I’m writing this post to document my own learning on reading from Teaching Tips and Teaching at its Best.

Calibrated instruments

McKeachie’s chapter 10 starts with a set of questions that attack the problem of grading from a philosophical angle.

what are grades?

First define the problem (What is the system? What are the governing rules?). Do we agree that grades are communication tools? That is an extremely challenging and insightful question. Grades are indeed communications tools that convey information at many levels. When you think about it, a single letter or number on an arbitrary scale will intend to define a person, with aims of providing a reference to a third party. From that perspective, it is difficult to overlook how absurd the whole system is.

The grade’s value will be interpreted differently by students, parents, other teachers within the university, and future employers. Miscommunication hurts everyone, that is what assigning grades that do not represent the student do.

I stand with students first. Students have the right to know how well they performed, what their achievements are and the things that they need to improve. As far as I understand, learning and improving performance are contingent on positive and negative feedback. If I had to choose, I would have no grades but feedback, I would teach for mastery. But that is a discussion for another article and, since we live in a world dominated by grades, we have to play that game for now.

How valid is the instrument on which grades are based?

Whatever we measure (and communicate), it has to be measured using a valid instrument. Indeed, selecting accurate indicators of student performance might be the hardest part of the job.

I align with McKeachie’s advice because my natural tendency is to measure performance using an absolute scale. However, I am not alien of solid argumentation against this practice. First, I am not owner of the one and only absolute scale, I am subjective and conditioned by my own background. Second, I also fail. Teacher failure comes in many shapes and flavors (from not engaging and creating the proper learning environment to testing with wrong questions). In those situations, it is common sense to look for relative measures, evaluate how students performed in general terms. The reasoning would be that, if all students failed to understand concept A either:

  1. The teacher was ineffective during the learning and feedback phase and/or
  2. The teacher was ineffective during the testing phase

It would be really difficult to argue in favor of students getting punished by a suboptimal performance of the teacher. On the brightside, it is unlikely that, over the long run, consistently low performing students are such because they faced such a consistent set of low performing teachers. That is why there is bigger emphasis on averages than individual grades. Averages are useful within the individual but also to compare across individuals. Another measure used for comparisons across individuals are ranks.
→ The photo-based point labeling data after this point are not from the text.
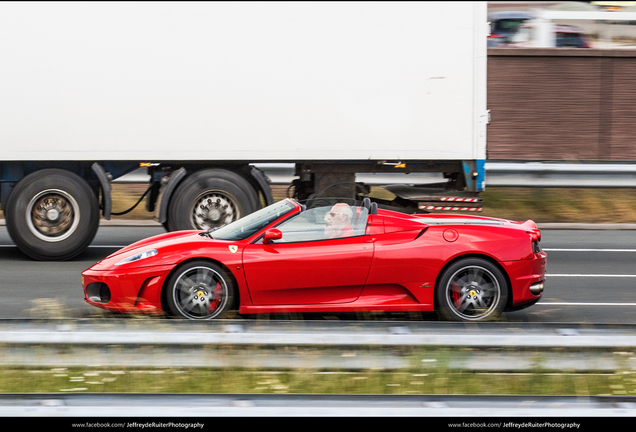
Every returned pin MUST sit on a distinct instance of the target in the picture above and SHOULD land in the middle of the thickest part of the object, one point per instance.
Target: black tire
(472, 289)
(210, 198)
(52, 214)
(199, 290)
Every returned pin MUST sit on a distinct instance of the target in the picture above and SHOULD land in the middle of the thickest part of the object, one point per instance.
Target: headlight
(139, 256)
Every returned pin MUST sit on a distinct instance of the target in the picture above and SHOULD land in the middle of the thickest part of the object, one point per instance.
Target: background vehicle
(504, 24)
(565, 37)
(198, 92)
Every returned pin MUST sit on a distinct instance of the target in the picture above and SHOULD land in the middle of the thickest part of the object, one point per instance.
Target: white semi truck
(199, 92)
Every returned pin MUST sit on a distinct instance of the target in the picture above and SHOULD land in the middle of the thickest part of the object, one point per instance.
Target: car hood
(172, 248)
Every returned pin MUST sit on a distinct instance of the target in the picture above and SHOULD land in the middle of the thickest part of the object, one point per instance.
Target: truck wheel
(52, 214)
(211, 198)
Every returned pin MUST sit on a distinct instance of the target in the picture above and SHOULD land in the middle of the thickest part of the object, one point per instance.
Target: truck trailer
(199, 92)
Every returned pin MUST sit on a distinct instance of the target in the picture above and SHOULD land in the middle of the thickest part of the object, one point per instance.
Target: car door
(304, 268)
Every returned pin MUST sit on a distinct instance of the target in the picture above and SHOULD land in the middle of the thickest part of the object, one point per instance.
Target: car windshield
(250, 224)
(324, 219)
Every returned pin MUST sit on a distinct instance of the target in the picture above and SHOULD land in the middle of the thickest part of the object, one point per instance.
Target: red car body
(398, 262)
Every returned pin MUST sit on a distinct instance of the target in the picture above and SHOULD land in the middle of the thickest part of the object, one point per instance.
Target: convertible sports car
(326, 257)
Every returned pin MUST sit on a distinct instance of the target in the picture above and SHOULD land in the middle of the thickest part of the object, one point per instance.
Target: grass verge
(190, 380)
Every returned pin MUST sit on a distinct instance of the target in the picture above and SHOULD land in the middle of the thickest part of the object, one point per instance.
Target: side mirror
(272, 234)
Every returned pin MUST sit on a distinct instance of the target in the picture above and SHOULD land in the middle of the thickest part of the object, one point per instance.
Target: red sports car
(290, 257)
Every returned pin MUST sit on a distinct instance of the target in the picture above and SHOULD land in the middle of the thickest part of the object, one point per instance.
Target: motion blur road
(591, 278)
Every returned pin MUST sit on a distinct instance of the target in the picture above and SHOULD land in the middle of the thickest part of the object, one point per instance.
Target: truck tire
(210, 198)
(52, 214)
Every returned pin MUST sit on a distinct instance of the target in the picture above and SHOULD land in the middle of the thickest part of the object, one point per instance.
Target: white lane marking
(585, 275)
(582, 304)
(91, 246)
(587, 250)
Being the nth best of an extremely well performing group should not put you into an “under-achiever” box. Chance had you sharing space with a sample of highly capable, highly driven individuals. Furthermore, this group likely worked well because all students contributed extraordinarily into the production of the learning experience (i.e, assignments, projects, debates, discussions, role play). However, outstanding performance is unlikely to explain grade inflation (see below).

Being the best of a group that is homogeneously underperforming is not indicative of academic achievement or technical skill. Therefore, the individual should not be promoted by the label of “top of the class”. Reality says he is ranked first but that label is devoid of descriptive information and, most importantly, it fails to meet criteria.

How reliable is it?

Here’s where we have to start thinking about big scale. Given a test, or any device, that produces value or score, we desire that score to be reliable across time and multiple graders. We feel as if people being measured by the same ruler were paramount. Given no temporal change on the average student profile, multiple-choice based tests are the most reliable devices because they are likely to produce the same result regardless of who is grading them. But what are they testing? Aren’t we sacrificing accuracy to gain reliability? Even forgetting about the temporal change on students, I consider constraining production to a standardized one-word answer to generate more damage than unreliable long essay questions. If the rigid testing structure is not constrained enough, we can add the time variable. Let’s put you on a one minute per question stopwatch!
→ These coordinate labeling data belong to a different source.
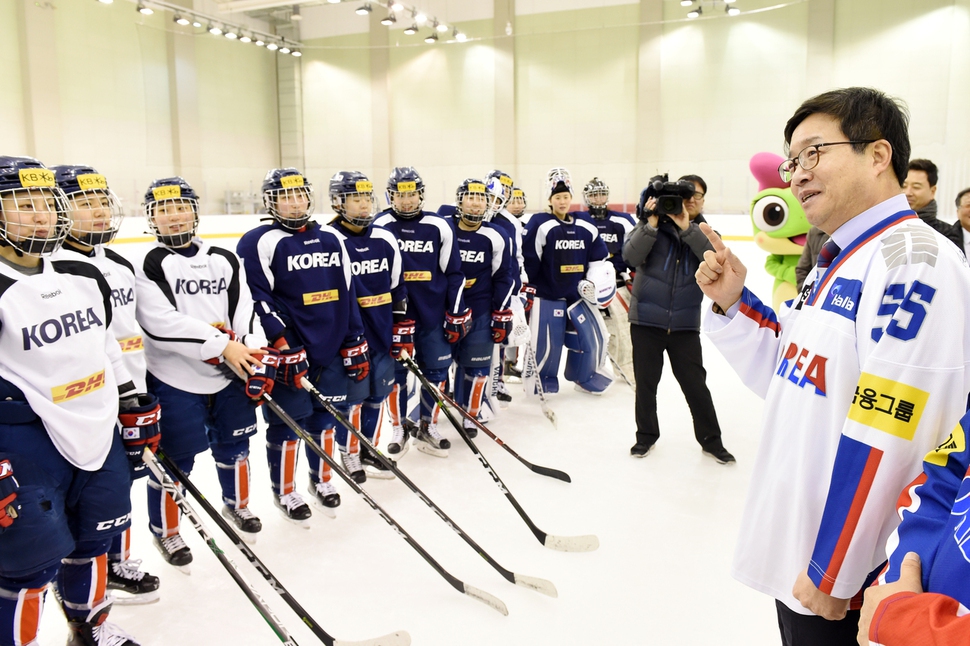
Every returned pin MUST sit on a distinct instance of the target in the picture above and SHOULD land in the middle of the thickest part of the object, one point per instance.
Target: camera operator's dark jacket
(665, 293)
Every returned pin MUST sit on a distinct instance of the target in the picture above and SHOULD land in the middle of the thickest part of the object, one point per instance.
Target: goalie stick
(533, 583)
(586, 543)
(170, 487)
(456, 583)
(399, 638)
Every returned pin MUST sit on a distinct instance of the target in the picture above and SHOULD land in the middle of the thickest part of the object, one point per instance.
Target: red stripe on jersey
(851, 521)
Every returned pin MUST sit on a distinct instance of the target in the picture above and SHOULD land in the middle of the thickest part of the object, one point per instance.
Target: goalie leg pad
(548, 328)
(587, 363)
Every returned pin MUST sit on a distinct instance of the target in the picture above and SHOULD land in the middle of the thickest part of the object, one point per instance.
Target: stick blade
(398, 638)
(537, 584)
(486, 598)
(586, 543)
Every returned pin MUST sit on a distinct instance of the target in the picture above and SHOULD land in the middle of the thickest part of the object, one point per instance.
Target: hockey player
(489, 285)
(382, 297)
(432, 272)
(300, 276)
(96, 216)
(197, 313)
(64, 477)
(566, 262)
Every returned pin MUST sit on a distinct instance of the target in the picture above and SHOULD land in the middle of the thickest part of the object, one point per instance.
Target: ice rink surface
(667, 525)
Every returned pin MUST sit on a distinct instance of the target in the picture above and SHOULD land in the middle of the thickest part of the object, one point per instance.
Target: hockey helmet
(96, 211)
(168, 203)
(596, 188)
(35, 213)
(353, 184)
(288, 197)
(405, 181)
(475, 202)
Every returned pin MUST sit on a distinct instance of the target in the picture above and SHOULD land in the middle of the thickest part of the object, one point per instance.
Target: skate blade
(424, 447)
(123, 598)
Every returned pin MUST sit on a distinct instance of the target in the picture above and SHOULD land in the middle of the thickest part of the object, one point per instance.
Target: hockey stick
(545, 471)
(532, 367)
(457, 584)
(170, 487)
(400, 638)
(539, 585)
(586, 543)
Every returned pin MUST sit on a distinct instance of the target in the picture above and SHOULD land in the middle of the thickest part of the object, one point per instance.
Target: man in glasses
(862, 374)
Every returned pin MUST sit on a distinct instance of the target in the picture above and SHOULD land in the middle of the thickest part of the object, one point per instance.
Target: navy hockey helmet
(405, 182)
(475, 202)
(353, 184)
(288, 197)
(500, 184)
(172, 211)
(34, 214)
(96, 211)
(596, 195)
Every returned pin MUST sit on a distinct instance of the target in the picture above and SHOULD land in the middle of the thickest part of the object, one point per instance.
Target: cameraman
(666, 249)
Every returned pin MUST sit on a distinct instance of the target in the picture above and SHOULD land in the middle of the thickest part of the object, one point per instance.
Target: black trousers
(684, 350)
(812, 630)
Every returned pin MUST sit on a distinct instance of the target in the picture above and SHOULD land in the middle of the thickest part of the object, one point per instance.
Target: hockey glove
(8, 494)
(529, 293)
(501, 325)
(293, 366)
(356, 358)
(263, 377)
(402, 338)
(457, 325)
(138, 421)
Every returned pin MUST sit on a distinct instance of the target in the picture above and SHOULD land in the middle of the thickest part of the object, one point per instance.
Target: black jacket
(665, 293)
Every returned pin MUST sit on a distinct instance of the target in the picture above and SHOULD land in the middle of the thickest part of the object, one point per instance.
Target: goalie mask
(596, 196)
(405, 192)
(352, 198)
(172, 211)
(475, 202)
(288, 197)
(96, 212)
(34, 211)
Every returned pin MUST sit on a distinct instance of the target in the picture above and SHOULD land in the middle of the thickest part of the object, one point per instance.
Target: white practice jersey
(180, 301)
(120, 275)
(862, 375)
(57, 347)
So, how can we get the good of both worlds? Should we request essay only questions? Everyone’s workload increases if we do that. How are we going to deal with retaliation?

What are grades communicating?

Grades mean different things depending on who is reading. Students are (hopefully) curious about their learning and grade of achievement. They are looking for a concrete proof that they are on the correct path. Additionally, they are the only ones who know the background story of that grade (i.e, how they earned it). Parents are likely to be expecting a safety report on their investment, looking forward to be ensured that everything is under control. Employers are probably looking for a predictor of competency. I feel compelled to examine the phenomenon from the perspective of an employer because I believe that educational institutions have a social responsibility on the professionalization of the labor force. Employers come in many forms and requirements may vary. However, they entrust others the role of training at the entry level and prediction of future performance. For employers request different traits in suitable employees, they also weight differently on requirements for available jobs.

But employers face an ocean of candidates and must sort through to fill finite open positions. The pragmatic way of doing so within a constrained budged and time span is to be reductionist and assume things. They assume some things like “schools know what employers need and prepare students for it” or “good grades are predictive of absolute good performance”.

Grades should not be the only thing to look at. PhD admissions committees are heavily weighted on a different trust system (i.e, letters of recommendation). Academics that want to hire a trainee to do research rely on other academics that have seen how the candidate works. Something like “the best predictor of being able to do something is having done it before”. This system is by no means perfect. I only mention it here as an example of a weighing method that adds another dimension to whatever grades provide.

The inference problem

Yes, grades are communication tools, but they are also variables used for inference. In order for any predictor to be useful, it is often the case that one should know or assume the distribution.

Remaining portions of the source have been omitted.